Isso é deveras preocupante, ainda mais em um mundo onde a velocidade de informações, e o fenômeno do Twitter, pode levar a uma corrida de proporções enormes, como a que ocorreu com o SVB. Ele teve mais de US$ 40 bilhões de resgate em um único dia.

O que há de errado com o sistema financeiro?

O freio para que bancos não quebrem o tempo todo deve ser, ou deveria, uma regulação que impedisse que esse comportamento acontecesse ou, ao menos, não se repetisse da mesma forma. No caso dos EUA, isso claramente não aconteceu no caso do SVB.

Ele quebrou exatamente como os bancos quebravam no início do século passado. Surreal, para dizer o mínimo. Com a diferença que, quando os bancos quebravam há décadas atrás, eles quebravam mesmo. Agora, nem isso acontece, pois os Bancos Centrais vão lá e os socorrem. Eles só precisam estar na categoria, deveras ampla, dos muito grandes para quebrar (“too big to fail”).

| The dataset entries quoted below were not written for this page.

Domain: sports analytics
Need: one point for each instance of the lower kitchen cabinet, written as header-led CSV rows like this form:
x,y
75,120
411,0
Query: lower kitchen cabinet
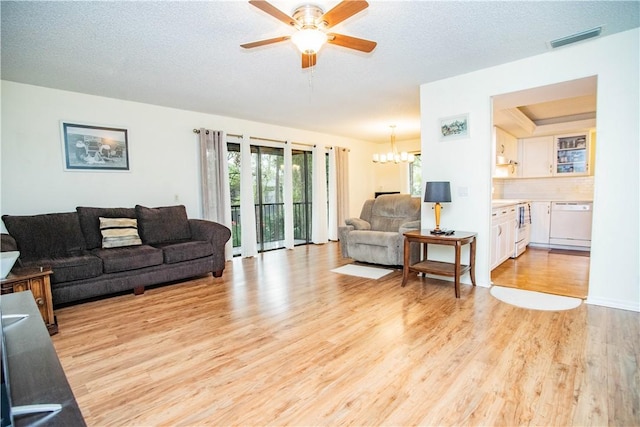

Temos aqui a criação de um incentivo errado para os bancos por meio do que chamamos de moral hazard, segundo o qual, o ganho, se tudo der certo, é individualizado (do banqueiro, acionistas) e, se der errado, é do coletivo (governo e pagadores de impostos daquele país).

Um sistema financeiro de reservas fracionárias, com regulação falha e com incentivo perverso é a receita ideal para crises e é o que temos visto. E é atuando nesses três aspectos que vejo a forma de tentarmos evitar isso.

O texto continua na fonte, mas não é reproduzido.